One end of each member defining a gap described above is fixed to the sliders. The other end of each member is guided to move along the axial direction of the drive shaft by a guide means.
In the gap adjusting apparatus described above, assuming that the first slider is fixed and the drive shaft is rotated, two second sliders on right and left sides of the first slider are moved along the drive shaft to move close to or away from the first slider. More specifically, the second right- and left-handed thread portions of each second slider are rotated together with the drive shaft. Therefore, when the drive shaft is rotated in one direction, for example, the second right- and left-handed thread portions are removed from the first slider. The second right- and left-handed thread portions are coupled to the second slider such that they are integrally moved along the drive shaft. As a result, the right and left second sliders are moved along the drive shaft in synchronism with each other to separate from the central first slider. When the drive shaft is rotated in the reverse direction, the right and left second sliders are moved in synchronism with each other in directions to move close to the central first slider.
The first and second sliders are connected to each other through the right- and left-handed thread portions. Therefore, each slider is moved along the drive shaft by rotation of the drive shaft to widen or reduce intervals between the adjacent sliders.
The members fixed to each of the first and second sliders are moved along the axial direction of the drive shaft by the rotation of the drive shaft. In this case, the gaps between the members are widened or reduced.

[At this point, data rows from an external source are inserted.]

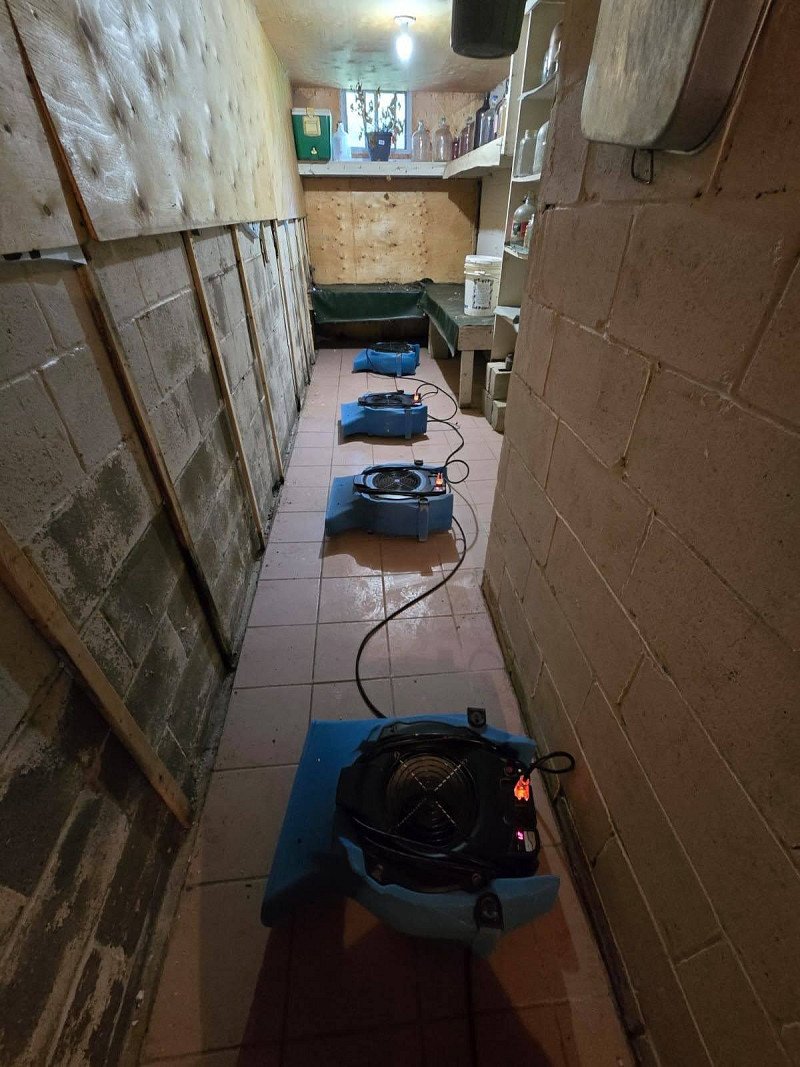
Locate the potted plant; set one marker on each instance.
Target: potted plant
(382, 126)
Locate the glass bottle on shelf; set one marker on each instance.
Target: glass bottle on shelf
(502, 110)
(340, 145)
(443, 142)
(420, 144)
(549, 67)
(476, 142)
(541, 147)
(522, 219)
(524, 157)
(489, 118)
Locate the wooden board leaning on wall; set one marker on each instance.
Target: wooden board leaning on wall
(170, 115)
(368, 229)
(33, 212)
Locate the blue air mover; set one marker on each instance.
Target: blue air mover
(405, 499)
(430, 823)
(385, 415)
(388, 357)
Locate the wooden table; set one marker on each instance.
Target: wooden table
(450, 332)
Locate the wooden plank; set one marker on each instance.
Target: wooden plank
(296, 339)
(28, 587)
(367, 231)
(227, 397)
(105, 322)
(266, 403)
(33, 211)
(266, 229)
(170, 115)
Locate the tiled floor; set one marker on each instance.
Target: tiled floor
(335, 986)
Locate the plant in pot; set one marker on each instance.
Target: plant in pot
(380, 125)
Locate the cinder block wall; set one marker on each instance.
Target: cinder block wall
(85, 845)
(643, 559)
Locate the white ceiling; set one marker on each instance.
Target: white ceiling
(340, 42)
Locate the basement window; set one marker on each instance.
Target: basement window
(354, 126)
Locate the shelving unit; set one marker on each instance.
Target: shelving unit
(531, 101)
(478, 162)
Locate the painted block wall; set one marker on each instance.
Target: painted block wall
(643, 561)
(85, 845)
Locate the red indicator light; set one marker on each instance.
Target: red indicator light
(522, 790)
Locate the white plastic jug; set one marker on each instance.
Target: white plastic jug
(481, 284)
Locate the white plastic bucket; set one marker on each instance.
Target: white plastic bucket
(481, 284)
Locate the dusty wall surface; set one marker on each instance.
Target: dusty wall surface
(86, 845)
(643, 558)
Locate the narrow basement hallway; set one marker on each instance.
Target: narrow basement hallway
(336, 986)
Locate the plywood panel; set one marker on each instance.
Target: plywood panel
(171, 115)
(33, 212)
(374, 231)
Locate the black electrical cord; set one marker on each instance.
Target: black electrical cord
(427, 592)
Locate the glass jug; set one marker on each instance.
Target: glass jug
(443, 142)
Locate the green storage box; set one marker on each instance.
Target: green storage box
(312, 129)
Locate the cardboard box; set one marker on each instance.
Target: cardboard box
(498, 415)
(498, 381)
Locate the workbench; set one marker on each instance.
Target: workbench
(450, 332)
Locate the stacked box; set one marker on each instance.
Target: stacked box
(497, 380)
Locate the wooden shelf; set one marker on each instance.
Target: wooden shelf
(509, 314)
(479, 161)
(544, 92)
(366, 169)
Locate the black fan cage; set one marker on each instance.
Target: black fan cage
(400, 480)
(432, 799)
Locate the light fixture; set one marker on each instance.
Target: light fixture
(404, 42)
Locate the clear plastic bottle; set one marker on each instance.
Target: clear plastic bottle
(524, 157)
(339, 144)
(523, 218)
(541, 147)
(420, 144)
(549, 67)
(502, 109)
(443, 142)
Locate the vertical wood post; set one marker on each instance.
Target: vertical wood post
(105, 322)
(227, 397)
(256, 345)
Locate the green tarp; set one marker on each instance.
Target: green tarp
(444, 302)
(364, 303)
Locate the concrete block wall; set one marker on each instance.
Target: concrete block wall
(85, 845)
(643, 561)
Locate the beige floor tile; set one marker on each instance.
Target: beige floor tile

Rotation of the drive shaft can be easily controlled by, e.g., an electric motor. Therefore, the gaps among the members can be automatically adjusted.
Furthermore, the gap adjusting apparatus according to the present invention has a simple structure wherein the first and second sliders and the right- and left-handed thread portions are utilized, and the weights of the first and second sliders are supported by the drive shaft. Therefore, the first and second sliders do not greatly increase the weight of the movable parts such as the members described above. An increase in load acting on the electric motor can be effectively suppressed.
It is a second object of the present invention to provide a tobacco thresher wherein the gap adjusting apparatus is adopted for threshing gap adjustment of a threshing basket when arcuated plates of the basket of the thresher described above replace the members described above. As a result, since the threshing gaps of the basket can be easily adjusted, the tobacco leaf threshing operation can be efficiently performed.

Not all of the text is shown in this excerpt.